Alexander Mackintosh-Shaw gave an account of the feud in his book Historical Memoirs of the House and Clan of Mackintosh and of the Clan Chattan (1880). He states that the Frasers supported the Munros and that the Mackintoshes supported the Mackenzies. The feud was ended after much blood-shed, when arbiters, one of whom was Lachlan Mor Mackintosh, 16th of Mackintosh, decided that it belonged to Mackenzie.

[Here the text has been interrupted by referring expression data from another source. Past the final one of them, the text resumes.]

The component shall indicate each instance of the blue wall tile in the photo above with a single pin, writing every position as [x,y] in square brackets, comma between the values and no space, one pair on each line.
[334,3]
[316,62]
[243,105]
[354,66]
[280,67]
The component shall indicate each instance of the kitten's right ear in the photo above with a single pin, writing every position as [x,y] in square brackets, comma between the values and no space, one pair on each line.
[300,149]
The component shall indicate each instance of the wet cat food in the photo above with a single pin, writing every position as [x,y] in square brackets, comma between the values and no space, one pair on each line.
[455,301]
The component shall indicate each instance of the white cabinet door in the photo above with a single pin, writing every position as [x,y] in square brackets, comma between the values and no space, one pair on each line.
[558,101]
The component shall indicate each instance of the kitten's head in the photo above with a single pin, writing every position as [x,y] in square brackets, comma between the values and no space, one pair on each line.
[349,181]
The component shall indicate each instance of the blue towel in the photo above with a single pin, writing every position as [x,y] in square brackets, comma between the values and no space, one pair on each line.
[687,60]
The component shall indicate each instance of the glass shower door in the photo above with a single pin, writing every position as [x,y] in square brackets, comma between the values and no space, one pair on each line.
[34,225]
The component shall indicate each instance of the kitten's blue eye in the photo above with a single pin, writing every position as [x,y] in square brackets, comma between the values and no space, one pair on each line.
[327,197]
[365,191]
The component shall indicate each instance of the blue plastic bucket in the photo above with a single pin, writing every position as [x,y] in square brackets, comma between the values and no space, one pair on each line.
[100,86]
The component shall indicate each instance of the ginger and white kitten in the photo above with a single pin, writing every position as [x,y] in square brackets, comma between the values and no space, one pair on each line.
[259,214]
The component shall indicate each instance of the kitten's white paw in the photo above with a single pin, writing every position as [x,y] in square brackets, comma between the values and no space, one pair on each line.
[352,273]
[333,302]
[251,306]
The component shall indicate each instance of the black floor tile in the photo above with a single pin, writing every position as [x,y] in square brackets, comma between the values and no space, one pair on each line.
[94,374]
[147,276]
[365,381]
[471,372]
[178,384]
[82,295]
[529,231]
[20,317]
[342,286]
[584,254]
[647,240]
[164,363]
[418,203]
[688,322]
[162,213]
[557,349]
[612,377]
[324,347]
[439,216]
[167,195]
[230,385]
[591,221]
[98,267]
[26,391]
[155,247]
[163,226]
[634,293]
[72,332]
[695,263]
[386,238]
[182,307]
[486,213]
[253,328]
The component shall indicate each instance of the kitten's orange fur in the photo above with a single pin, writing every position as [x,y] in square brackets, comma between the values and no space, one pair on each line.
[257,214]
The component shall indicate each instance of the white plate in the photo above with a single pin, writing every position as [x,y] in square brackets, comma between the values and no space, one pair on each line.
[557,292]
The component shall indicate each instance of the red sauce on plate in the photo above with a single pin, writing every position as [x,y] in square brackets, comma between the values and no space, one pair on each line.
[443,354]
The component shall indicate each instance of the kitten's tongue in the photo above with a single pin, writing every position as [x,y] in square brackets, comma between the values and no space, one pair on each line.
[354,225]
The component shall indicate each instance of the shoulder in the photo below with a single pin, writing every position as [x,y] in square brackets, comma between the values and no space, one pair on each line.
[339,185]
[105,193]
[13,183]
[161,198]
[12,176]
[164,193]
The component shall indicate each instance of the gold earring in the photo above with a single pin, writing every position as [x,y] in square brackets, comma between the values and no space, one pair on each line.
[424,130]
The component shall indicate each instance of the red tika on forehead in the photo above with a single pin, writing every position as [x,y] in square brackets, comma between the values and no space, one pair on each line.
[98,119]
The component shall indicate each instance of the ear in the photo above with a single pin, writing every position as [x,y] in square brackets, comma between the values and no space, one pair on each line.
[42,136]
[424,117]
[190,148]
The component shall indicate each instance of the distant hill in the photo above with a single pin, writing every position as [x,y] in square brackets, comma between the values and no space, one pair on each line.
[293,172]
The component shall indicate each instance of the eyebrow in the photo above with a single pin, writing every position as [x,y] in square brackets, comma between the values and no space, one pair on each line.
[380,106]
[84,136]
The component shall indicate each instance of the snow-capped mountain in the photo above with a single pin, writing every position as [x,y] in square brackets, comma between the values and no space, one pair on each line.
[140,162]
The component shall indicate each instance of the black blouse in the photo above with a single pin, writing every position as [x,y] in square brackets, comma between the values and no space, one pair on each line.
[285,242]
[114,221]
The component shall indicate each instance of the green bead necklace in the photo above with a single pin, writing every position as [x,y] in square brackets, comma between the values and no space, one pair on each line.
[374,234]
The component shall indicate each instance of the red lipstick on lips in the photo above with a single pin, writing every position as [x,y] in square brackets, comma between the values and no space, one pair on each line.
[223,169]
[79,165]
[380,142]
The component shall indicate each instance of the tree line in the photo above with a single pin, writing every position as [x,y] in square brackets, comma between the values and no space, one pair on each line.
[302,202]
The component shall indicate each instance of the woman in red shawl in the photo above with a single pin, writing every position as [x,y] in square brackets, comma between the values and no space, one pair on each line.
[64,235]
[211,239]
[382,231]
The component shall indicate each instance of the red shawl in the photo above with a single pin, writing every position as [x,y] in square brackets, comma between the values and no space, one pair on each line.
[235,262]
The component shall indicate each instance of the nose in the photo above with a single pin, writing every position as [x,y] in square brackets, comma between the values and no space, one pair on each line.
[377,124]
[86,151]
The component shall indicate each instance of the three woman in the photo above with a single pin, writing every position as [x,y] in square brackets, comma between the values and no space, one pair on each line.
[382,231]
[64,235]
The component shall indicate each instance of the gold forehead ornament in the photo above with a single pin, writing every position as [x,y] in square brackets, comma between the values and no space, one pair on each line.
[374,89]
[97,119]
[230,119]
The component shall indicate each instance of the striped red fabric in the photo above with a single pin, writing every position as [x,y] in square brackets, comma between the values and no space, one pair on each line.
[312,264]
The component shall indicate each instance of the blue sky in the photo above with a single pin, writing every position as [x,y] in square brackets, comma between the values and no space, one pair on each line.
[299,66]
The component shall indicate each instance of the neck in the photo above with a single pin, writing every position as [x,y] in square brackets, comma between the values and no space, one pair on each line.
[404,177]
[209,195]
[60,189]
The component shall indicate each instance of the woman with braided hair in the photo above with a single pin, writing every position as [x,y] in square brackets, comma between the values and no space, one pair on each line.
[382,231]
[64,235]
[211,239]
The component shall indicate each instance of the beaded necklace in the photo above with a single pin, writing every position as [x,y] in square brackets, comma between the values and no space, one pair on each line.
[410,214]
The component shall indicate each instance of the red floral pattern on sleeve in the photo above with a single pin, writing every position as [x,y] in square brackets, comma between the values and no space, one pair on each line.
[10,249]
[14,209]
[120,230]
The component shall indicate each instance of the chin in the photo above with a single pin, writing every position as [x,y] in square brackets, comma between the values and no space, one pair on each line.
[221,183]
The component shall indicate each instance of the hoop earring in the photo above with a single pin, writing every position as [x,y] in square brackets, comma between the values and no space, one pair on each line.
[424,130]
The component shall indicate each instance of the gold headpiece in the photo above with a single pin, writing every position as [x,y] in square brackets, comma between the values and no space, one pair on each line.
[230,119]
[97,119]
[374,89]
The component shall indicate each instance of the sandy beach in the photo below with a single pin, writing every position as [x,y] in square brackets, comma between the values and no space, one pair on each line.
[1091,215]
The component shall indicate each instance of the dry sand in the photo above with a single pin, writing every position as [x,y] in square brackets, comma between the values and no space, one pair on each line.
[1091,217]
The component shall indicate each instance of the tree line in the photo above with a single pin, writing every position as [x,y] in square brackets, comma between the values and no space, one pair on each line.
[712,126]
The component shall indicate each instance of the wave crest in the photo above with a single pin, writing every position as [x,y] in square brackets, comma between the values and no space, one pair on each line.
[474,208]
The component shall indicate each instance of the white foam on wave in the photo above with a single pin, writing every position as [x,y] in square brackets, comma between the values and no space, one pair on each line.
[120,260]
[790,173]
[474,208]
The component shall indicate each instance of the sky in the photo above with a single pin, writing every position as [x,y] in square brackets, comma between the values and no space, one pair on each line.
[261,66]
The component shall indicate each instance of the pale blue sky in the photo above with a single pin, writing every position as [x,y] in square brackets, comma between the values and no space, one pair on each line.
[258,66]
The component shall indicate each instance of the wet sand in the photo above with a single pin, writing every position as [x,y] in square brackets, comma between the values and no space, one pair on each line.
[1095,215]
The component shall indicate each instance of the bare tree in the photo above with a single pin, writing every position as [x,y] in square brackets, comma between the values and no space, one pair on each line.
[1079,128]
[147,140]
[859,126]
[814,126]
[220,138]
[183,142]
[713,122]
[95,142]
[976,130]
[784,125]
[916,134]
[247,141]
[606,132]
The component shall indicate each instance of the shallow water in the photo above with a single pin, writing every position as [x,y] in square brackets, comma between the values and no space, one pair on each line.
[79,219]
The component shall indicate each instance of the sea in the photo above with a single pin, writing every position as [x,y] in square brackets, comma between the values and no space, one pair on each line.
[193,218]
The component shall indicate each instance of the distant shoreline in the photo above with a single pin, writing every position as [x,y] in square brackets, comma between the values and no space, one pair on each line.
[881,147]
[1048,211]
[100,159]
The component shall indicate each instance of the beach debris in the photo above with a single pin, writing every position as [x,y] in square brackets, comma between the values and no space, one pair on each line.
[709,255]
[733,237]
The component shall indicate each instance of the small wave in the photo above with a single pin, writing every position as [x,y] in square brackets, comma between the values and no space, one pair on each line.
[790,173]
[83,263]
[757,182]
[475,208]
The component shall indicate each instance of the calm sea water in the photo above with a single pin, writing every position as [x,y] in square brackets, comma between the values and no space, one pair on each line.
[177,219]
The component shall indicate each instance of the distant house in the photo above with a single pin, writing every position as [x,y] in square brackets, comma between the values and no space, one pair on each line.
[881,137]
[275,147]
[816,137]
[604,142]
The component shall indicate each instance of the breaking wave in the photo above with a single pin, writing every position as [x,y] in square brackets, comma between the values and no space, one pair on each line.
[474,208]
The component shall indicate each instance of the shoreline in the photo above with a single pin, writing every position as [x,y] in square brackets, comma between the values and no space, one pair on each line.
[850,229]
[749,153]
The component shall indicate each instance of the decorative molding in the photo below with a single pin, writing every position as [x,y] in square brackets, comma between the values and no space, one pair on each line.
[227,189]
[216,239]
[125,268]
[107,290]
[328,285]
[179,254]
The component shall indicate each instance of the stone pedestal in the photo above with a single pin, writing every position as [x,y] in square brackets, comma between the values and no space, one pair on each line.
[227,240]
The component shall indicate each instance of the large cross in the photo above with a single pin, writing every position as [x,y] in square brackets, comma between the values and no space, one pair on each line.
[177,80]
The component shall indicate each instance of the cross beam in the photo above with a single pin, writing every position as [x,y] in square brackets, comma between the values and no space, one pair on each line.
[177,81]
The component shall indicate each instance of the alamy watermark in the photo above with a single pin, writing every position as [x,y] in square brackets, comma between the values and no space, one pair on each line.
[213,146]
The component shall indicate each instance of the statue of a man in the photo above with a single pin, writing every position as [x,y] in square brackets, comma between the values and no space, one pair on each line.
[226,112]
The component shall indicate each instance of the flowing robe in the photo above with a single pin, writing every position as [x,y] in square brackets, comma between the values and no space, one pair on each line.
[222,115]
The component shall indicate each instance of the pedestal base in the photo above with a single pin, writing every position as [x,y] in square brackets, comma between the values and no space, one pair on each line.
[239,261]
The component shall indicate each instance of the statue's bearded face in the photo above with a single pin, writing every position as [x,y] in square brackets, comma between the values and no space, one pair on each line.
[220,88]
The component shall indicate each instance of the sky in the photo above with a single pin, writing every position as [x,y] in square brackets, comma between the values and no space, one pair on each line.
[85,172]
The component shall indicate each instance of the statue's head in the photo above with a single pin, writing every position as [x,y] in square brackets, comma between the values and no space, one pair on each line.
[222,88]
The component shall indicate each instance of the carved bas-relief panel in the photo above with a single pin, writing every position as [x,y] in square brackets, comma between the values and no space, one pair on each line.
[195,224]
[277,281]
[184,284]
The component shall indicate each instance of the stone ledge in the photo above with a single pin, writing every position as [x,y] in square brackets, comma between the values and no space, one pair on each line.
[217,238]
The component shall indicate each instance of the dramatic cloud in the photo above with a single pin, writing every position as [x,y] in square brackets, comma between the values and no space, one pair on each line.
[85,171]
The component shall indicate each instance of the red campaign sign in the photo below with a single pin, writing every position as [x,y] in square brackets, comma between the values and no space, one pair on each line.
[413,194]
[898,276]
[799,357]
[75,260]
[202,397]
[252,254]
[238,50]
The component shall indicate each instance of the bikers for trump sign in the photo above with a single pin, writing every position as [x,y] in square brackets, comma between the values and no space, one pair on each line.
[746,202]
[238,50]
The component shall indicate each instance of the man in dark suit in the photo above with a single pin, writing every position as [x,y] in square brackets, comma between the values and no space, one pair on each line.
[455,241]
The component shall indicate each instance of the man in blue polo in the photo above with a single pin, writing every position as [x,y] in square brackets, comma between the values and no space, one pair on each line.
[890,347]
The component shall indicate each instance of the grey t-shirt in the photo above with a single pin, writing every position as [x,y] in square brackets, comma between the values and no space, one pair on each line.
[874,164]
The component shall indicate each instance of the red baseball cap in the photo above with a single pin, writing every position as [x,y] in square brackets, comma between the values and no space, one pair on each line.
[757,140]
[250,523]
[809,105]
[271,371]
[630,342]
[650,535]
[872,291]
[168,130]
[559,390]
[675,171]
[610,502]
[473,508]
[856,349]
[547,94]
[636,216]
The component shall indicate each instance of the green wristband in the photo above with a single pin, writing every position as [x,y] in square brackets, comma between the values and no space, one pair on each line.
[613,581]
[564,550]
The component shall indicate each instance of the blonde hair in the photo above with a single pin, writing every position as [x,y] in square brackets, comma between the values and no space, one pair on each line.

====Alexander Mackenzie (1894/1898)====

Alexander Mackenzie wrote an account of the feud in his books The History of the Mackenzies (1894) and The History of the Munros of Fowlis (1898). Alexander Mackenzie repeats the story given by George Mackenzie, 1st Earl of Cromartie and John Mackenzie of Applecross that the Mackenzies and Mackintoshes occupied the steeple of the church and that an attempted sortie by the Munros for fish at a nearby loch was foiled. However, Alexander Mackenzie implies that the Mackenzies took control of the castle by force after the skirmish, contrary to the manuscripts which show that it was handed over. Alexander Mackenzie gives the number of Munros killed as twenty-six in accordance with John Mackenzie of Applecross's manuscript of 1669. He does however increase the number of Mackenzies wounded from two, to three or four, and adds that two Mackenzies were killed.

==17th and 18th century Civil Wars==

Later during the Scottish Civil War of the 17th century the Mackenzies were still in possession of the castle. Their chief George Mackenzie, 2nd Earl of Seaforth supported the Scottish Covenanters and in 1646 the royalist commander, John Middleton, 1st Earl of Middleton, laid siege to the castle and took it from the Mackenzies after a siege of four days. In 1649, after the Siege of Inverness (1649), the leader of the Scottish Parliamentary army, David Leslie, Lord Newark, left a garrison in the castle. However, soon afterwards the Mackenzies retook the castle from the Parliamentary forces. The Parliamentary forces responded by taking the Mackenzies' Redcastle and hanged the garrison.

A 17th-century poem by the Brahan Seer concerning Chanonry Castle predicted that: "The day will come when, full of the Mackenzies, it will fall with a fearful crash."